The Satter Division of Responsibility in Activity
Children are born loving their bodies, curious about them, and inclined to be active. Good parenting with activity preserves those qualities. Parenting with activity demands a division of responsibility. Parents provide structure, safety and opportunities. Children determine how much and whether to move and the manner of moving.
The Satter Division of Responsibility in Activity for infants:
- The parent is responsible for safe opportunities.
- The child is responsible for moving.
The parent provides the infant with a variety of positions, clothing, sights, and sounds. Then the parent remains present and lets the infant enjoy moving.
The Satter Division of Responsibility in Activity for toddlers through adolescents:
- The parent is responsible for structure, safety, and opportunities.
- The child is responsible for how, how much, and whether they move.
Supporting activity is good parenting. Parents’ jobs include:
- Develop judgment about normal commotion.
- Provide safe places for activity the child enjoys.
- Find fun and rewarding family activities.
- Provide opportunities to experiment with group activities such as sports.
- Set limits on TV but not on reading, writing, artwork, other sedentary activities.
- Remove the TV and computer from the child’s room.
- Make children responsible for dealing with their own boredom.
Fundamental to parents’ jobs is trusting children to determine how much to move, the way to move, and whether to be active.
- Children will be active.
- Each child is more or less active depending on constitutional endowment.
- Each child is more or less skilled, graceful, energetic, or aggressive depending on constitutional endowment.
- Children’s physical capabilities will grow and develop.

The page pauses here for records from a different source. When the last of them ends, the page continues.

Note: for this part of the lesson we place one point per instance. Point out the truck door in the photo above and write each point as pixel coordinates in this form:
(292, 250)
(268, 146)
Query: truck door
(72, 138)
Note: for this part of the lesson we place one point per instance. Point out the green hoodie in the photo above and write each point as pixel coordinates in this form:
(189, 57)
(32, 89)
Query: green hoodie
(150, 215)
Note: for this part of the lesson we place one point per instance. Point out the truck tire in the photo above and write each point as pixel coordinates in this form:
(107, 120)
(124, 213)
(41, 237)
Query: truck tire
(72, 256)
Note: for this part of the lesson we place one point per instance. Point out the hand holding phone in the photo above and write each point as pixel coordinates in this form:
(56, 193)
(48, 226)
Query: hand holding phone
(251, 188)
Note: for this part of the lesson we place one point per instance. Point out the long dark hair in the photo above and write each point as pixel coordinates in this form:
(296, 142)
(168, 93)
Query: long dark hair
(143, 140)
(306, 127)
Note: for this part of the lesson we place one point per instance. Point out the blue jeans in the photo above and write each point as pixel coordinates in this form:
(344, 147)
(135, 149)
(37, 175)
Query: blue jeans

- They will experiment with activities that are in concert with their growth and development.
- They will experiment and find activities that are right for them.
Crossing the lines of the Satter Division of Responsibility in Activity is likely to create problems with movement and distort growth. Trying to control whether, how much, or the way a child moves or how their body turns out crosses the lines. So does catering to a child’s expectation that they will be endlessly entertained. For a further discussion of the Satter Division of Responsibility in Activity, see “Parent in the best way: Physical activity” in Your Child’s Weight: Helping Without Harming.
Parent in the best way: Physical activity
From Your Child’s Weight: Helping Without Harming
Chapter 8; page 262
“Your child will naturally be as active as is right for him, and he will naturally seek out what he enjoys—he will find the forms and levels of activity that are right for him. Children are more or less active, more or less strong and coordinated, more or less aggressive, more or less graceful—the list goes on. There are some activities your child is good at and some that are right for him. He will find those activities—unless he loses his good feelings about moving.”